他にも、いろいろな先輩から声を掛けていただき、素敵な先輩がたくさんいるこの世界が素晴らしいと感動しました。同時に、「こんなに応援してもらっているのだから、私が頑張らなくてどうするんだ!」と、スイッチが入りました。以来、気持ちがとても前向きになり、撮影が楽しくなりました。
――女優のお仕事で、とくにどのようなところが楽しいですか?
【桐谷】自分とは別人として、時間を過ごせることです。プライベートでは、ゆるい性格と言われているのですが、いただく役は、勝気な子だったり、ツンデレだったり、金星人だったり、霊媒師だったりと、個性が強いものが多いのです。
そんな、普段ではあり得ない格好をして、本来の自分とは違う性格や、日常からかけ離れたキャラクターを疑似体験できるのは、楽しいです。
――将来の目標を教えてください。
【桐谷】今は、どんなことでも経験して、ステップアップしていきたいです。そして将来は、自分のスタイルを持った、かっこいい女性になりたいです。
具体的には、女優としては、一線で活躍するビジネスウーマン役から優しいお母さん役まで幅広くできるような演技力を身につけていきたいです。
モデルとしては、ファッションも生活スタイルも、自分らしさを表現できるような存在を目指しています。
そのためには、お休みの日にダラ~ンと過ごして一日を無駄にするのではなく、時間を有効に使って自分を磨いていきたいと思っています。
――中高生にメッセージをお願いします。
【桐谷】私の大学の友達は、さまざまな分野の授業を受けたり、色々なイベントや学校行事に参加したりすることで、何が自分に合っているのか、経験を通して見つけていました。そうして、英語が得意な友達は、海外に留学して外国の文化を学び、帰国して英語力を活かせる企業に就職しました。また、ファッションが好きな友達は、アパレル業界に進みました。

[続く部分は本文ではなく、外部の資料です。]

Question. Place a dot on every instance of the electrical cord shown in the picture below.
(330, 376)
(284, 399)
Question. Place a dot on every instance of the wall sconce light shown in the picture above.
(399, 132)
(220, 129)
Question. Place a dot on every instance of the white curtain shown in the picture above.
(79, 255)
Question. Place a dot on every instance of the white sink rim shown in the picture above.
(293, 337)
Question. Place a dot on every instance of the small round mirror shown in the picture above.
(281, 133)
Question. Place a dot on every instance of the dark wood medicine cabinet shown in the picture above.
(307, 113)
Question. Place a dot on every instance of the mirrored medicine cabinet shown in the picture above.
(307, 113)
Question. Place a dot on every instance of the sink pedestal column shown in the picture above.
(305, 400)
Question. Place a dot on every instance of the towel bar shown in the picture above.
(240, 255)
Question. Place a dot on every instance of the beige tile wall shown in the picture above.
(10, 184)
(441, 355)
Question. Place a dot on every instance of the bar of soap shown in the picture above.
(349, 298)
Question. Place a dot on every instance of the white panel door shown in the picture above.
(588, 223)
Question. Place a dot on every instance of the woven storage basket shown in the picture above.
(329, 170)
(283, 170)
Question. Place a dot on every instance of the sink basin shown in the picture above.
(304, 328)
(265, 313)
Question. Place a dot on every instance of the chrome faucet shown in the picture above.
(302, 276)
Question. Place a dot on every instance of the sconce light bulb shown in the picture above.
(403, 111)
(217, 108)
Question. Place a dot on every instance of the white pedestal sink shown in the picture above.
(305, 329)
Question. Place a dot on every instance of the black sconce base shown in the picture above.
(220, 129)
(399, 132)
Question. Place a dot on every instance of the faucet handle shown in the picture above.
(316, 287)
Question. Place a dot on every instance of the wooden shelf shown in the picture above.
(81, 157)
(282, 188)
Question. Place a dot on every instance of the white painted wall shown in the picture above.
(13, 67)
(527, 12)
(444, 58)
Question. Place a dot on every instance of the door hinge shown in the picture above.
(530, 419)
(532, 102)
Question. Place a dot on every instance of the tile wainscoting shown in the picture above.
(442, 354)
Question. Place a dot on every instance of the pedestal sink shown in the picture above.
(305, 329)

中高生のうちは、ある程度何をしても許される時期だと思います。だから、何かに興味を持ったら、とにかく行動することです。インターネットで調べることもできるので、たとえば料理をしてみたいと思ったら、レシピを検索して、お休みの日に作ることができますよね。そうして、実際に経験すると、次はもっとこうしようとか、次はこれもやりたいとか、さまざまなアイデアが浮かび、さらに楽しくなってくるはずです。だから、まずは何でもやってみることが大事だと思います。